Justice Department opens cold-case investigation into 1921 Tulsa race massacre

More than 100 years later, the federal government is opening an investigation into a white mob’s destruction of a bustling Black neighborhood and the massacre of dozens of people in Tulsa, Oklahoma.

The Department of Justice is reviewing the attack under the Emmett Till Unsolved Civil Rights Crime Act, which empowers the federal government to reopen civil rights-related cold cases, named after the Black teenager who was abducted and lynched by two white men in Mississippi in 1955.

The probe comes roughly four months after Oklahoma’s highest court rejected a decades-in-the-making lawsuit filed by the racist massacre’s two remaining survivors who have demanded justice in its ongoing aftermath. No one was ever charged with a crime for the two-day attack within the decades that followed.

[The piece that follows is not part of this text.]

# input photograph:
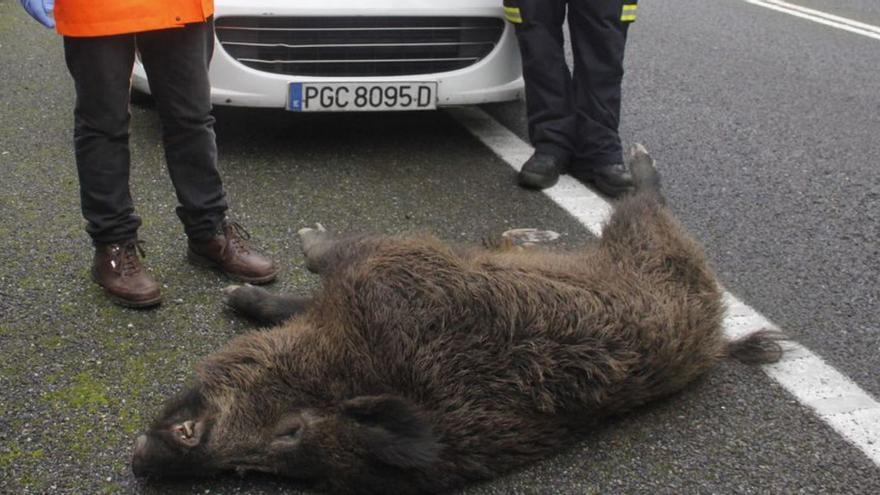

“We acknowledge descendants of the survivors, and the victims continue to bear the trauma of this act of racial terrorism,” Assistant Attorney General Kristen Clarke said on Monday.

Federal investigators do not expect to criminally prosecute any living perpetrators, but the Justice Department will be “examining available documents, witness accounts, scholarly and historical research and other information on the massacre” for a report “analyzing the massacre in light of both modern and then-existing civil rights law,” according to Clark.

That report is expected by the end of the year.

On May 31, 1921, in Tulsa’s thriving “Black Wall Street” of Greenwood, an armed white mob deputized by law enforcement fired indiscriminately on Black Americans in the street.

According to witness accounts and limited news coverage of the attack, planes dropped flaming turpentine-soaked rags and dynamite, and the bodies of Black victims were thrown into the Arkansas River or into mass graves. Survivors were rounded up at gunpoint and detained in internment camps.

The mob torched and looted homes and businesses, including restaurants, hotels, theaters and a newspaper’s office. A truck mounted with a machine gun fired on Mount Zion Baptist Church before it was burned to the ground.

A lawsuit from Lessie Benningfield Randle, 109, and Viola Ford Fletcher, 110 – who were small children during the attack – continued even after the death of Fletcher’s brother, Hughes Van Ellis, who was also a plaintiff before dying at age 102 last year.

“It only took 103 years, but this is a joyous occasion, a momentous day, an amazing opportunity for us to make sure that what happened here in Tulsa is understood for what it was: the largest crime scene in the history of this country,” attorney Damario Solomon-Simmons said from Tulsa on Monday.

“The dead cannot cry out for justice,” added Tiffany Crutcher, a descendant of massacre survivors. “It is our duty, as the living, to do so for them.”